A report Thursday showed wholesale prices unexpectedly declined in April, indicating inflation is well-contained as Fed officials weigh when to raise the benchmark rate. Concern the Fed would raise interest rates even with worsening economic data and predictions for earnings declines have whipsawed stocks between gains and losses in the previous five weeks.
Signs that the global bond market selloff has run its course and the dollar’s retreat yesterday spurred gains in multinational companies, helping the S&P 500 erase declines earlier in the week and close at a new high. The weaker dollar lessens the drag on the economy and corporate profits as it makes exports more competitive.
With the earnings season drawing to a close, S&P 500 members are now on track to deliver income growth of 0.4 percent in the first quarter, compared with projections for a 5.8 percent decline as recently as March. Out of 460 S&P 500 companies that have reported earnings, 72 percent have beaten earnings expectations, while 47 percent have exceeded sales estimates.

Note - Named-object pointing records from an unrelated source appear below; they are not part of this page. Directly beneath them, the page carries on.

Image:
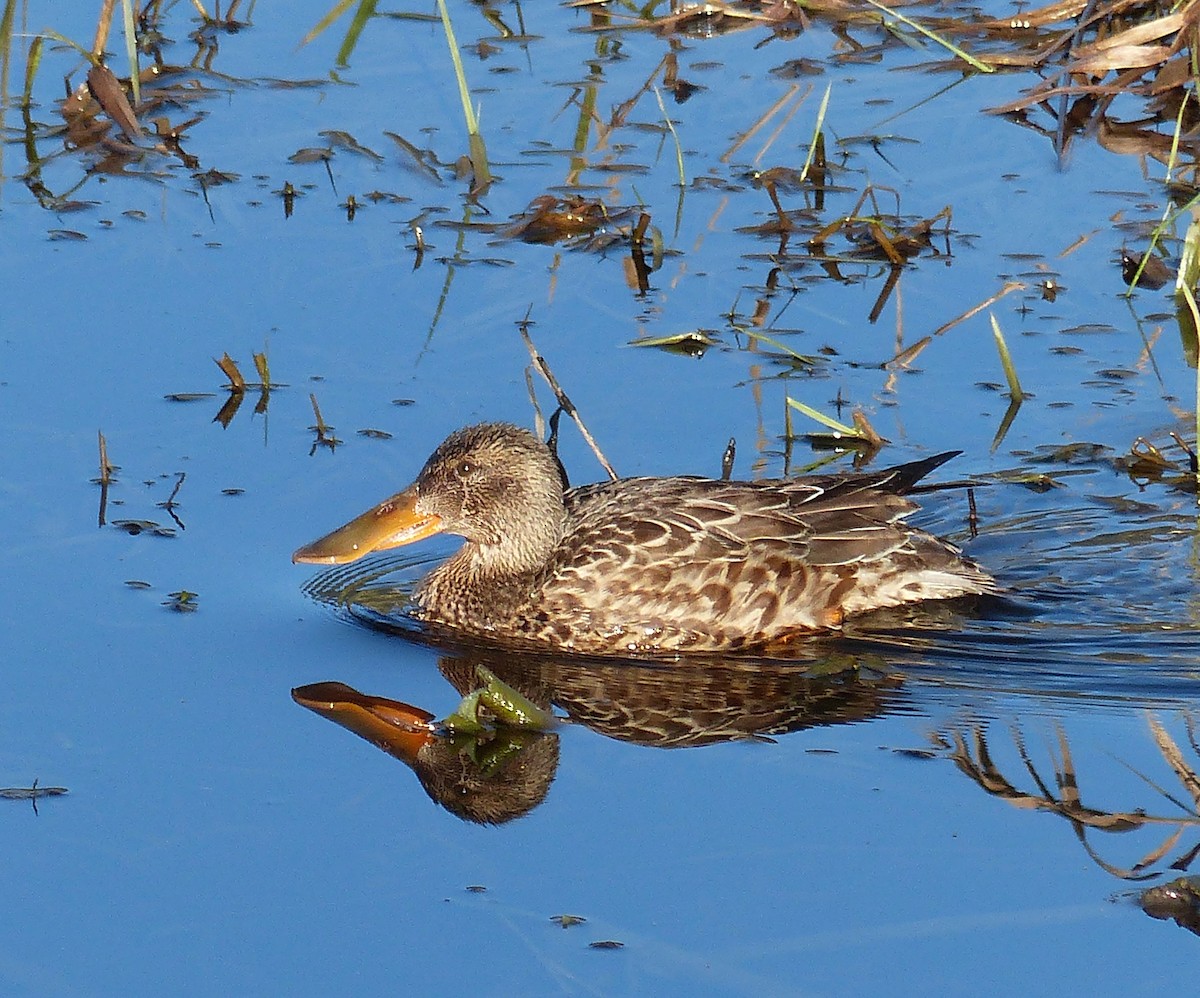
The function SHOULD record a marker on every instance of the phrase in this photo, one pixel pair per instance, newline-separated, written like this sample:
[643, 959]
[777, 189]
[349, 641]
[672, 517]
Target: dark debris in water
[136, 527]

The Chicago Board Options Exchange Volatility Index fell 2.8 percent to 12.38, after sliding 7.4 percent Thursday. The gauge fell 3.7 percent in the week, its first drop for the gauge, known as the VIX, in three.
Seven of the S&P 500’s 10 main groups were higher, with utilities and consumer discretionary companies gaining the most while financial and technology shares led declines.

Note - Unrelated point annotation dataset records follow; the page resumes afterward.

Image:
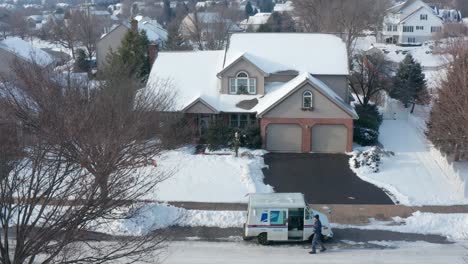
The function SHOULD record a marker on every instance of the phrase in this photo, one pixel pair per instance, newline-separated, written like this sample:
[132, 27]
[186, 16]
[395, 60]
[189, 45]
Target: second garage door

Netflix rose 4.5 percent to an all-time high, bolstering gains in consumer discretionary shares. People familiar with the matter said it’s in talks with a Chinese media company backed by Jack Ma and other possible partners as it seeks entry into the country’s $5.9 billion online video market.

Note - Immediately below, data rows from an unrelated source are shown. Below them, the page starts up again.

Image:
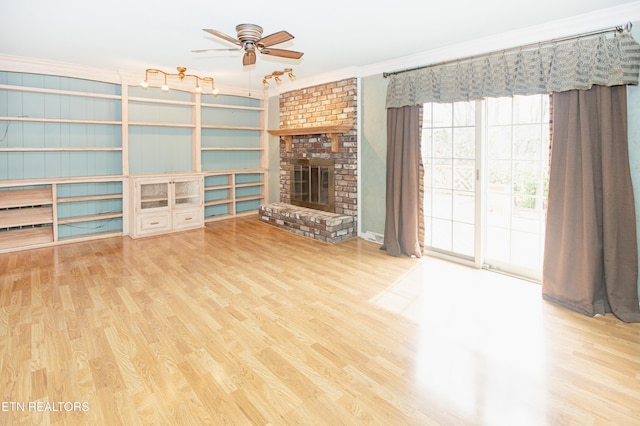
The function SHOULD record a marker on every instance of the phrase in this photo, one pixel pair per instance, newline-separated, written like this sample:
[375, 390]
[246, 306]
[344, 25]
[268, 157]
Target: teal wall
[273, 150]
[373, 154]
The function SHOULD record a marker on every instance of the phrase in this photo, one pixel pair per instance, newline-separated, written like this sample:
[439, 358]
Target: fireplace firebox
[312, 184]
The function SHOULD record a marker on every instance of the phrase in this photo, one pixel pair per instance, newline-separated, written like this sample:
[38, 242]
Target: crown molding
[579, 24]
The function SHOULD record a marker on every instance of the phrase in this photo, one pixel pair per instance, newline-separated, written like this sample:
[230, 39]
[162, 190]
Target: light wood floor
[242, 323]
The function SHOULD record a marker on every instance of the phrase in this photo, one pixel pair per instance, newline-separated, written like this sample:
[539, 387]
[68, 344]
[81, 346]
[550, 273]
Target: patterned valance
[557, 67]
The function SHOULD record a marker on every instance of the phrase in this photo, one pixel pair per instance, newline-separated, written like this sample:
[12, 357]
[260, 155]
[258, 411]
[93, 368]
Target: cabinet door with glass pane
[186, 193]
[153, 195]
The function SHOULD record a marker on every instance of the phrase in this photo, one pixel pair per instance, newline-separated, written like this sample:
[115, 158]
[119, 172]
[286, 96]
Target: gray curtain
[574, 64]
[401, 227]
[590, 256]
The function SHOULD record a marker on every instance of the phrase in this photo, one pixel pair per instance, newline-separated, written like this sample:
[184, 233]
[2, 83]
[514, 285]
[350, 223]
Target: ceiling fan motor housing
[249, 32]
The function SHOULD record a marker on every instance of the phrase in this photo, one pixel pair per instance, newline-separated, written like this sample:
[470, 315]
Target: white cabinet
[166, 204]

Bed Bath & Beyond Inc. jumped 5.3 percent, its biggest gain since September, after Leonard Green & Partners LP reported a new stake in the retailer.
Transportation stocks in the S&P 500 advanced, as United Parcel Service Inc. climbed 1.7 percent after Goldman Sachs Group Inc. upgraded its share recommendation to buy from hold. Railroads CSX Corp. and Union Pacific Corp. each increased 1.7 percent.
The Dow Jones Transportation Average gained 1 percent as Avis Budget Group Inc. jumped 10 percent, the most since May 2012, after competitor Hertz Global Holdings Inc. said it’s raising prices in expectation of a busy summer travel season. Hertz added 5.3 percent.
Yum! Brands Inc. gained 4.4 percent to $93.96, a record, after JPMorgan Chase & Co. analyst John Ivankoe raised his rating on the shares to overweight from neutral.
Pepco Holdings rallied 5.2 percent, the most in a year, and Exelon rose 2.9 percent to lead utilities higher after the Maryland Public Service Commission approved Exelon’s $6.8 billion buyout of Pepco.
Financial shares in the S&P 500 dropped 0.4 percent as yields on 10-year U.S. Treasuries slid the most in six weeks on economic data. Traders are viewing softer-than-projected economic gauges as a challenge to any Fed interest-rate increase this year.
The group has rallied as much as 2.6 percent this month as 10-year note yields climbed for three straight weeks. Charles Schwab Corp. and E*Trade Financial Corp. slipped more than 2 percent. Regions Financial Corp. fell 1.8 percent, the most in a month, while SunTrust Banks Inc. dropped 1.5 percent.
Symantec Corp.’s 5.5 percent retreat weighed on the technology group after the the security software maker issued profit and revenue forecasts short of analysts’ predictions. Microsoft Corp. and Facebook Inc. gave back some of Thursday’s gains, each losing 1 percent.
Keurig Green Mountain declined 8.6 percent after the company said its new cold brewing system won’t be available in all its retail outlets until next year, a slower schedule than investors had expected.
Deere & Co. dropped 3.3 percent, the most since October, after JPMorgan Chase & Co. analyst Ann Duignan cut the stock to underweight, the equivalent of a sell rating, from neutral.